One of the most important steps in the diagnosis and epidemiological understanding of neonatal, pre and post-weaning diarrhoea by porcine ETEC is accurate serogrouping. In many instances, however, conventional serogrouping fails to produce accurate identification of serogroups. In this study, we developed a modified and simplified molecular serogrouping method (rfb-RFLP) for the accurate identification of the most common porcine ETEC strains that cause neonatal, pre and post weaning diarrhoea in Australia. This method will be of value in routine diagnosis and epidemiology of ETEC infections in pigs.

By utilizing commensal E. coli isolates from different compartments of the pig gut (n=146), the present study has sought to compare the E. coli intestinal community firstly via characterization of adaptation genes by plasmid and bacteriocin typing and secondly via the genome structures by serogrouping (conventional and molecular serogrouping) and RAPD. Plasmid and bacteriocin profiling revealed significant differences in their carriage among E. coli from different intestinal compartments. The most frequently detected plasmid types were: duodenum FIB (53.3%) and I1 (16.7%); ileum N (55.6%), HI1 (47.2%) and FIB (47.2%); colon FIB (30.6%) and I1 (22.2%); faeces FIB (59.1%) and FIA (43.2%). The bacteriocin analysis revealed carriage in 45% of the isolates (colicin 43% and microcin 3%). The commonly detected colicins were: duodenum Ia/Ib, B and M; ileum Ia/Ib, B, M and E7; colon E7 and E1; faeces E7 and E2. Conventional and molecular serogrouping (rfb-RFLP) resolved 26 serogroups. The most common serogroups were O40, O100 and O71. RAPD analysis using primers 1247, 1254 and 1290 revealed 87 different patterns but did not exclusively separate the isolates on the basis of intestinal compartmentalization. RAPD patterns of some isolates and certain serogroups were unique to each compartment. This study shows that communities of E. coli which have adapted to different intestinal compartments have done so by the acquisitions of specific genome structures and combinations of specific bacteriocin genes as well as the extended gene repertoire from plasmids.

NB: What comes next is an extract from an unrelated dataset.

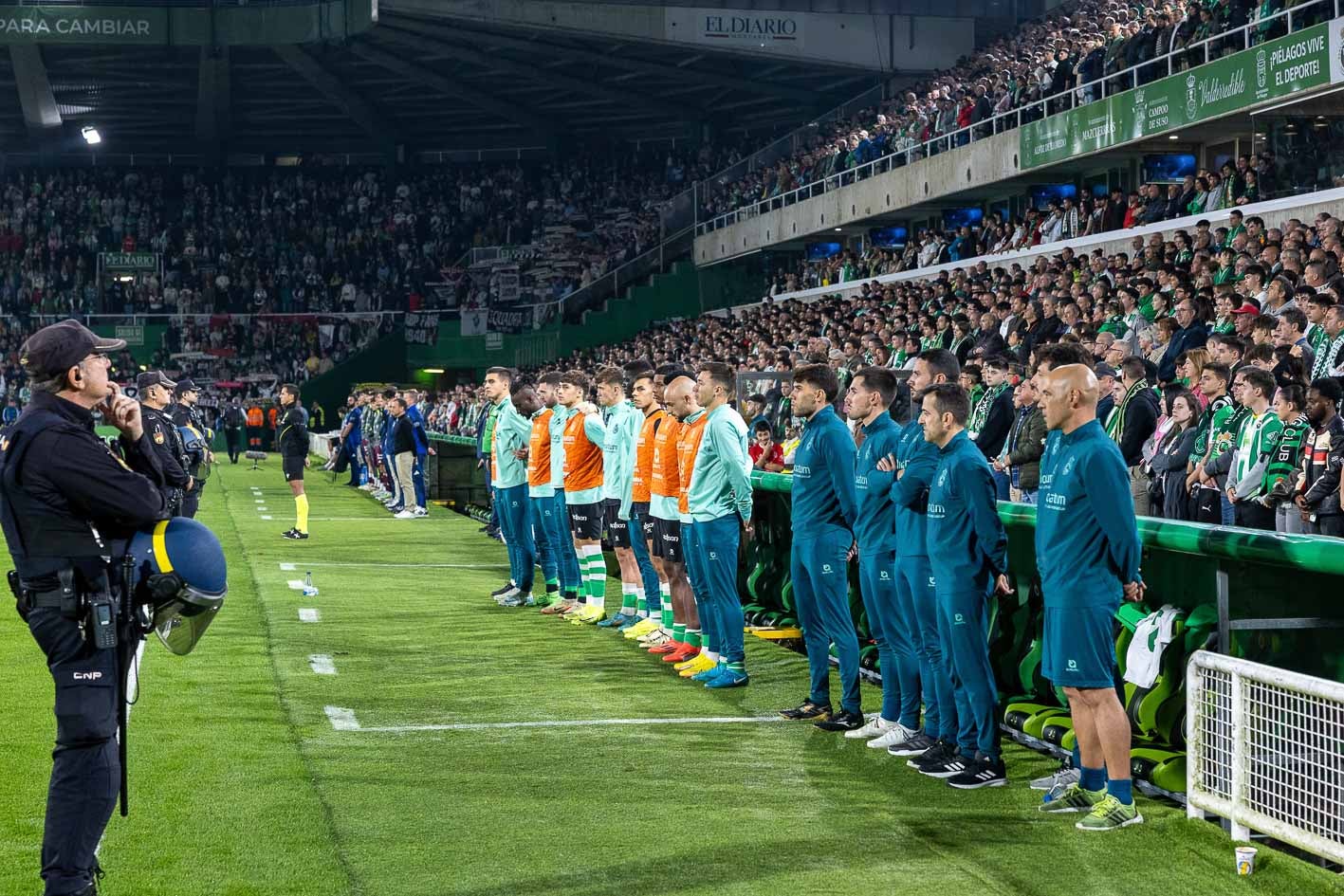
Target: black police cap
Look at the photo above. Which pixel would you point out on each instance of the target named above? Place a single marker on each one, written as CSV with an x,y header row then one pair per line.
x,y
54,350
154,377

This study provides a comprehensive understanding of bacteriocins, plasmids and genetic relatedness of commensal and pathogenic E. coli that colonise the human urinary tract and porcine gastrointestinal tract. The bacteriocin analysis revealed differences in its carriage among different groups of E. coli. The plasmid typing demonstrated that certain plasmid types such as Inc FIB are found in all groups of E. coli; however there are differences in plasmid profiles among each group of E. coli. The bacteriocin and plasmid status of these commensal and pathogenic E. coli is of value in screening potential probiotic strains which have antagonistic effects on ExPECs and ETEC that causes UTI in humans and diarrhoea in pigs. The development of the modified molecular serogrouping facilitates the use of this method in routine for diagnostics and epidemiological studies.

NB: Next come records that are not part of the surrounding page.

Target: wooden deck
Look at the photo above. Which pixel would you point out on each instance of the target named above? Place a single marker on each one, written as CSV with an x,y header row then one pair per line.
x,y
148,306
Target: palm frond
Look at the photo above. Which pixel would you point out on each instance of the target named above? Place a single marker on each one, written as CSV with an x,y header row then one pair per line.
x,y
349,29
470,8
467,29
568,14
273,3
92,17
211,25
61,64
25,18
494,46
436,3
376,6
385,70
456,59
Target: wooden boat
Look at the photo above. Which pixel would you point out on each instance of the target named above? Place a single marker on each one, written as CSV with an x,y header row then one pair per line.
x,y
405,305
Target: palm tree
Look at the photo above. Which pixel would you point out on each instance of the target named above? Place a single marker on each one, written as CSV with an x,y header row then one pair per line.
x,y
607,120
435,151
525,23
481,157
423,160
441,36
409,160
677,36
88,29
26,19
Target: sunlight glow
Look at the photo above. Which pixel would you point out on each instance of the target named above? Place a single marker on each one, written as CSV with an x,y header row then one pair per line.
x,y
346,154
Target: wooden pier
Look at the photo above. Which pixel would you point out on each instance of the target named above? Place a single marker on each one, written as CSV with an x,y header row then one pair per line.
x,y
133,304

Furthermore, this study has developed a whole cell biosensor to detect and quantify the induction of the SOS response activated by DNA-degrading colicins. This biosensor utilises the SOS-responsive cda promoter to regulate the expression of green fluorescent protein. The biosensor assay revealed induction of stress for all DNA-degrading reference colicins (E2, E7 and E8). In addition, it was successfully used to screen and identify previously uncharacterized wild type colicin producers. This would be of value in visualizing colicin mediated bacterial interactions.